There are additional ways of being found online as well.  Facebook can be potentially helpful depending on your level of experience (although it skews more towards the personal rather than professional) and Twitter has its benefits as well; having an active Twitter account is extremely important for anyone seeking a position where social media and/or marketing play a significant role in the job.  Another option is to create an about.me profile.  While relatively finite in terms of content, it allows you to place links to all of your online profiles as well as peripheral content (press releases where you are mentioned or articles you have published, etc.).

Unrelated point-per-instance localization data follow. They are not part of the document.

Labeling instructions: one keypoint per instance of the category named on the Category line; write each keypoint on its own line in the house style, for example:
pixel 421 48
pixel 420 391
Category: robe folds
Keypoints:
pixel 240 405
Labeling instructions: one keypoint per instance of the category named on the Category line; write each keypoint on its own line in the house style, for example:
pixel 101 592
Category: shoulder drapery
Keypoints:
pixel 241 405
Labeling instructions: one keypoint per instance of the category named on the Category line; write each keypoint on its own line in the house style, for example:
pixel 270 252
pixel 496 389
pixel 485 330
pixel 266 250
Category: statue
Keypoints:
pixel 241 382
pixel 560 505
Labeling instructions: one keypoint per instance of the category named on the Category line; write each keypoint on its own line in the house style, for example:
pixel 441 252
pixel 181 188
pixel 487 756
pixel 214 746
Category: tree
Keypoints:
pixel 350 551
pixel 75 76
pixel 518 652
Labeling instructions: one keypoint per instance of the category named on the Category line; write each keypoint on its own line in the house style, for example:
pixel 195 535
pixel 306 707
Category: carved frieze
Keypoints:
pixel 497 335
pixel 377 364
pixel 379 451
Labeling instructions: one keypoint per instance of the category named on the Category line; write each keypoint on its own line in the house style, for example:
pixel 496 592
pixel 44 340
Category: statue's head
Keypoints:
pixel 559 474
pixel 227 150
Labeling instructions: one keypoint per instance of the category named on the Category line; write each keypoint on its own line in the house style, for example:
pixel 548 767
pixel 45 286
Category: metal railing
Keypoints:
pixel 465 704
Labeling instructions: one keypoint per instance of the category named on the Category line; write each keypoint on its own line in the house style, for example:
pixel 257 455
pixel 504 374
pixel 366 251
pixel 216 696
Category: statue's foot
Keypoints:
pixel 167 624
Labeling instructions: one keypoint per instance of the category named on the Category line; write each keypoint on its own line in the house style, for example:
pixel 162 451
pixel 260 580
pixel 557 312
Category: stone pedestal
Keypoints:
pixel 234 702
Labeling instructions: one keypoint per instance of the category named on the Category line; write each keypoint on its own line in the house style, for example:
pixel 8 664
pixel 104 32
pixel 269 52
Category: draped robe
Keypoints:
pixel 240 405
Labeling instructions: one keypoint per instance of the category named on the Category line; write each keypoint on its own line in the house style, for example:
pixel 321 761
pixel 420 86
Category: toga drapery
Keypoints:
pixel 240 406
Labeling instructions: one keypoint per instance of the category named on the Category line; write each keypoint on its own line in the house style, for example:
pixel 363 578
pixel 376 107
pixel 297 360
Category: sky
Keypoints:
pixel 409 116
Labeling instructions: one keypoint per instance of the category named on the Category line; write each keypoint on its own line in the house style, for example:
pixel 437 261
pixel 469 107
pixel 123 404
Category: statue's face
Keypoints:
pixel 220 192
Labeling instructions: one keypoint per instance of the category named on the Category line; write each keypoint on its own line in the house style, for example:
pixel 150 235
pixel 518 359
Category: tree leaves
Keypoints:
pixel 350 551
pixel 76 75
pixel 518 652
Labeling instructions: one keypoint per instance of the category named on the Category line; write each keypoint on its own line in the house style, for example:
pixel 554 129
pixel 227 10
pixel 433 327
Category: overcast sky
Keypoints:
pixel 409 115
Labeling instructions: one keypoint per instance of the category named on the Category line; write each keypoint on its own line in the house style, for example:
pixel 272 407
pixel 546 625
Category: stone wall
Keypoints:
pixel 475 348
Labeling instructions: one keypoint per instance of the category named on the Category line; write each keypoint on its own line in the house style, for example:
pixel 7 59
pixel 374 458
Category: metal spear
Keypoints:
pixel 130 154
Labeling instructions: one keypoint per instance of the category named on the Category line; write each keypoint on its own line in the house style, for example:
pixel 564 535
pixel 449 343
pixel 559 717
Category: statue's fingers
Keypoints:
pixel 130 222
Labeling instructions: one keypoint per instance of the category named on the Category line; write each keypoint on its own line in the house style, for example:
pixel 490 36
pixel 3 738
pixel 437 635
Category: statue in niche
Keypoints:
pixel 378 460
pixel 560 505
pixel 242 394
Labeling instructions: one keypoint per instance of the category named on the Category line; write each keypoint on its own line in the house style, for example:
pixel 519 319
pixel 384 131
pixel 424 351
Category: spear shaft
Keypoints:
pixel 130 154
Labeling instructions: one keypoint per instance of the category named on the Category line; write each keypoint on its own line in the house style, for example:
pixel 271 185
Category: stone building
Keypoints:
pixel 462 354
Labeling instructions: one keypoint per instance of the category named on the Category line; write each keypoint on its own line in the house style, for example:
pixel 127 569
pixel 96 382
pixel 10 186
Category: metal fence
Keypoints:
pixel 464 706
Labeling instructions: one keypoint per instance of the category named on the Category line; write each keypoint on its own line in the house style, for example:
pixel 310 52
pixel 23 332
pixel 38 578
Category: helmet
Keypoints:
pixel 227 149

One of the best ways to be found online is to blog about your area of expertise or your thoughts on your industry.  This will enable you to comment at length about your views regarding current events, new technologies, etc. and will further enhance your online presence as well as give prospective employers a deeper understanding of your thought process as it pertains to your subject matter.  This can be of tremendous value beyond a simple resume or online profile, and of course you can link between profiles and your blog to make the most of SEO technology and make you more ‘findable’.

But most definitely…

#6 – Put yourself in the shoes of the hiring manager/recruiter

Hiring managers and recruiters/executive search consultants and all the rest of the team members who are involved in the hiring decision are people just like you.  The open role might be a result of new growth or a replacement for another talent; it may represent a challenge or an opportunity to the company.  Whatever the reason for the opening, those team members want that role filled so their company can move forward.  As much as you may be frustrated being on the outside, there are frustrations internally as well.  The most frequent complaint that we hear from clients when they can’t fill a role is that the people who are applying lack some or most of the basic fundamental requirements for the open position (more on that below).

Hiring is most definitely a two-way street – the opportunity you are seeking has to make sense for the job seeker as much as it makes sense for the prospective employer.  So the suggestion to put yourself in the place of the hiring manager/recruiter/first contact is about how you present yourself best foot forward for consideration.

So ask yourself:  Why are you a good match for the open position?  (Explain it).  What in your career path/experience provides their company with a crucial acuity they lacked in the past? (Demonstrate it).  Can you directly align your experience to what the employer is seeking?  (Show them).  Would you hire you for this position?  (Tell them why).  If you can’t succinctly and definitively answer those questions, it may be that the role you are interested in isn’t quite the match you were hoping.  And while there’s always a chance that you’ll get a response, more often than not you’ll be setting yourself up for frustration.